According to Australian miner Rio Tinto, the Rhodes Ridge Joint Venture has approved a $191 million (A$294 million) feasibility study to advance the first phase of the Rhodes Ridge iron ore project in Western Australia’s Pilbara region, one of the world’s largest undeveloped iron ore deposits.
Rio Tinto stated that the feasibility study will assess the development of an operation with an initial annual production capacity of 40-50 million mt of iron ore. The study represents the next step in progressing the project toward potential development and is scheduled to conclude in 2029.
Joint venture plans parallel investments
According to Rio Tinto, the joint venture partners also plan to invest an additional $146 million (A$225 million) in exploration activities between 2026 and 2028, supporting ongoing evaluation phases alongside the feasibility study.
The Rhodes Ridge project is owned by the Rhodes Ridge Joint Venture, comprising Rio Tinto (50%), Mitsui (40%) and AMB Holdings (10%). The move to the feasibility stage follows Mitsui’s earlier announcement of its acquisition of a 40 percent stake in the project, as previously reported by SteelOrbis.

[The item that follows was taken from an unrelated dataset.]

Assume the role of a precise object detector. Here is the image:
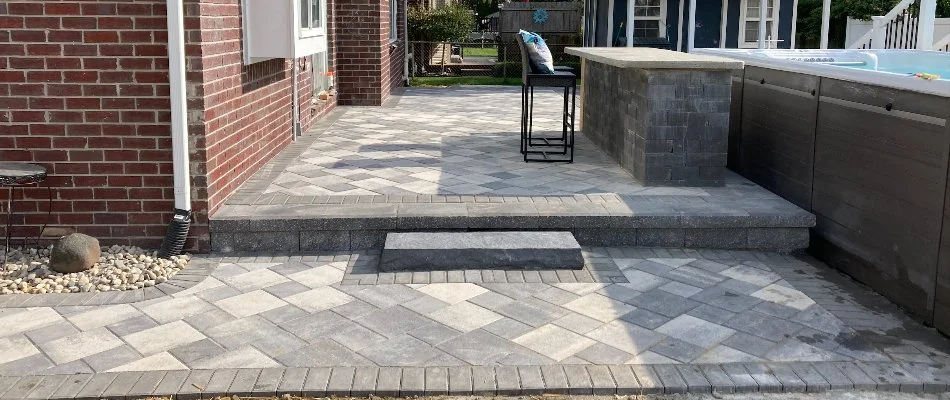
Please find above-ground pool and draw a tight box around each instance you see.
[687,49,950,333]
[695,49,950,95]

Project development approach and infrastructure
Rio Tinto explained that Rhodes Ridge will be developed in stages, with the current investment focused exclusively on phase one. The initial development hub is expected to be located in the northern section of the project area. The joint venture intends to leverage Rio Tinto’s existing rail, port and power infrastructure in the Pilbara, reducing capital intensity and supporting integration into the company’s broader iron ore network.